Sono fondamentalmente d’accordo con l’impostazione dell’articolo e con buona parte delle sue conclusioni, ma credo che l’analisi dei fenomeni economici e sociali sottesi ai dati (inconfutabili) meriti un ulteriore approfondimento.
L’articolo già pubblicato esprime alcune tesi fondamentali che provo a elencare per punti.
1) I salari reali hanno subito una contrazione generalizzata.
2) L’occupazione è aumentata senza incidere sul costo del lavoro.
3) La causa sarebbe un annullamento quasi totale del potere contrattuale dei lavoratori
4) Le aziende raggiungono comunque un livello soddisfacente di utili.
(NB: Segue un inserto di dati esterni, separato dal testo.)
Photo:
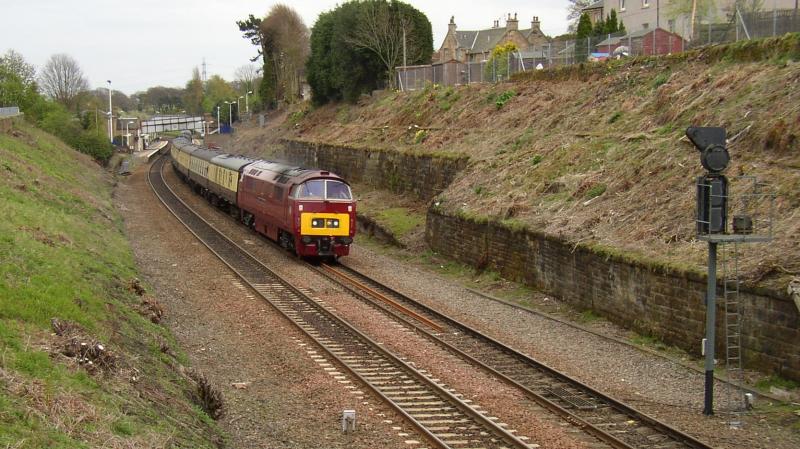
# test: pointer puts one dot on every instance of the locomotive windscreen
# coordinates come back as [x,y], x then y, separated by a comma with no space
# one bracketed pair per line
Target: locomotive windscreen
[319,189]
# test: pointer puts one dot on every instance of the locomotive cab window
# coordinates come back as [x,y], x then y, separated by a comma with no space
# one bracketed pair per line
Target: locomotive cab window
[337,190]
[322,189]
[314,189]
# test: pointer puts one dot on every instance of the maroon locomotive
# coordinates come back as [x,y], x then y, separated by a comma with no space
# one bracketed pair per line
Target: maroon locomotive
[310,212]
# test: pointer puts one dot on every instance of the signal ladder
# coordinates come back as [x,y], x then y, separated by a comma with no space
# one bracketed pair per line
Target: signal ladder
[733,330]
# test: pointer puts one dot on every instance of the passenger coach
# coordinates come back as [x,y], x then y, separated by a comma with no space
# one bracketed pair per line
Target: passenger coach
[310,212]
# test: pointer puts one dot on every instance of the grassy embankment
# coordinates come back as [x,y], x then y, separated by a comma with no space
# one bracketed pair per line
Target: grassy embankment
[63,254]
[595,154]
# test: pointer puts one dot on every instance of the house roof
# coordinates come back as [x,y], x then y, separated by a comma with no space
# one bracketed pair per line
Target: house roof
[481,41]
[632,35]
5) Per ripristinare un sistema di distribuzione della ricchezza vivibile per il lavoratore occorrono, oltre alla lotta salariale, ripristinare la tutela dai licenziamenti, contrastare la delocalizzazione, annullare i vincoli di bilancio imposti dall’Unione Europea.
Il primo punto è un dato di fatto e non necessita di ulteriori commenti.
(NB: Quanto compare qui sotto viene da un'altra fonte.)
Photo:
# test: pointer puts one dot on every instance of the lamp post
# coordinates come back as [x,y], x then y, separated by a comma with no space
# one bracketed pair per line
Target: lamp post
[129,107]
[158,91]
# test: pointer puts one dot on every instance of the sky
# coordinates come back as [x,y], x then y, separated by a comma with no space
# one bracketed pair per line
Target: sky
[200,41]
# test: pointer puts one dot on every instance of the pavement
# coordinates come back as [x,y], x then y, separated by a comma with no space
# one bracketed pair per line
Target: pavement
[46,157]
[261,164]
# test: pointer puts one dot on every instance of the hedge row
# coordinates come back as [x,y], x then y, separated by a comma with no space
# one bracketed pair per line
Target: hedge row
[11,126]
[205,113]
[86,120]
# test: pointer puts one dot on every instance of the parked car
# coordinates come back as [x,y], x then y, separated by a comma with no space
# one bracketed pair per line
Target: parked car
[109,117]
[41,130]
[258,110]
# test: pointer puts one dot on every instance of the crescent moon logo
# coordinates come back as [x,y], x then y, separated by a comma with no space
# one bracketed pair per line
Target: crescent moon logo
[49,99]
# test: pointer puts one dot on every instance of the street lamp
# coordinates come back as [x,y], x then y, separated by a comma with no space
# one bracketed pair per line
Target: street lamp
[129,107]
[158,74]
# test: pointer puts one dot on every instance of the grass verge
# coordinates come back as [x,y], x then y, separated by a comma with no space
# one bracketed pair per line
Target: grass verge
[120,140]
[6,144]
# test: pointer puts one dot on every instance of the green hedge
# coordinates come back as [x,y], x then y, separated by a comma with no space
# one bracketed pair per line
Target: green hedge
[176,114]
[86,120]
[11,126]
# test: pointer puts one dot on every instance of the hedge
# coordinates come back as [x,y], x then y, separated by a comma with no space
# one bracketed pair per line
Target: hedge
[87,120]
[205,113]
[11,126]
Il punto 2) invece merita di essere esaminato più da vicino.
La massiccia deindustrializzazione dell’economia italiana, operata a partire dal Britannia e seguenti (1992) ha profondamente alterato la dimensione del lavoro.
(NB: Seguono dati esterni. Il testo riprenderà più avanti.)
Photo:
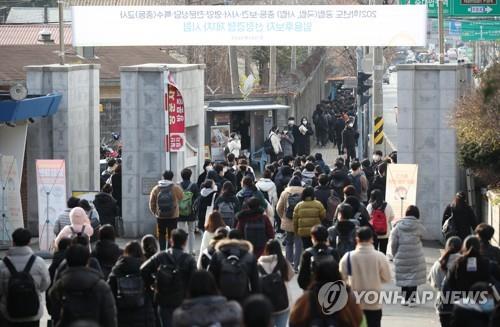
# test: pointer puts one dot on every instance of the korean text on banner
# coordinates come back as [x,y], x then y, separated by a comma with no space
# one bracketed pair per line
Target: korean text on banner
[401,187]
[10,197]
[301,25]
[51,186]
[174,102]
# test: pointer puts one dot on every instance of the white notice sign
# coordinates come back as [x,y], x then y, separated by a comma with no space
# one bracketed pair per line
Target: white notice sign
[355,25]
Il personale che disponeva di competenze specifiche non più utilizzabili che cosa ha fatto?
Chi ha potuto reimpiegarsi con mansioni affini è stato un sottoinsieme di lavoratori fortunati, altri hanno dovuto accettare impieghi più generici e di classe inferiore, altri sono rimasti disoccupati.
Come è stato spiegato molte volte negli ultimi quindici anni, il conteggio ufficiale dei disoccupati non è affatto realistico, perché si basa sul numero di iscritti alle liste di collocamento.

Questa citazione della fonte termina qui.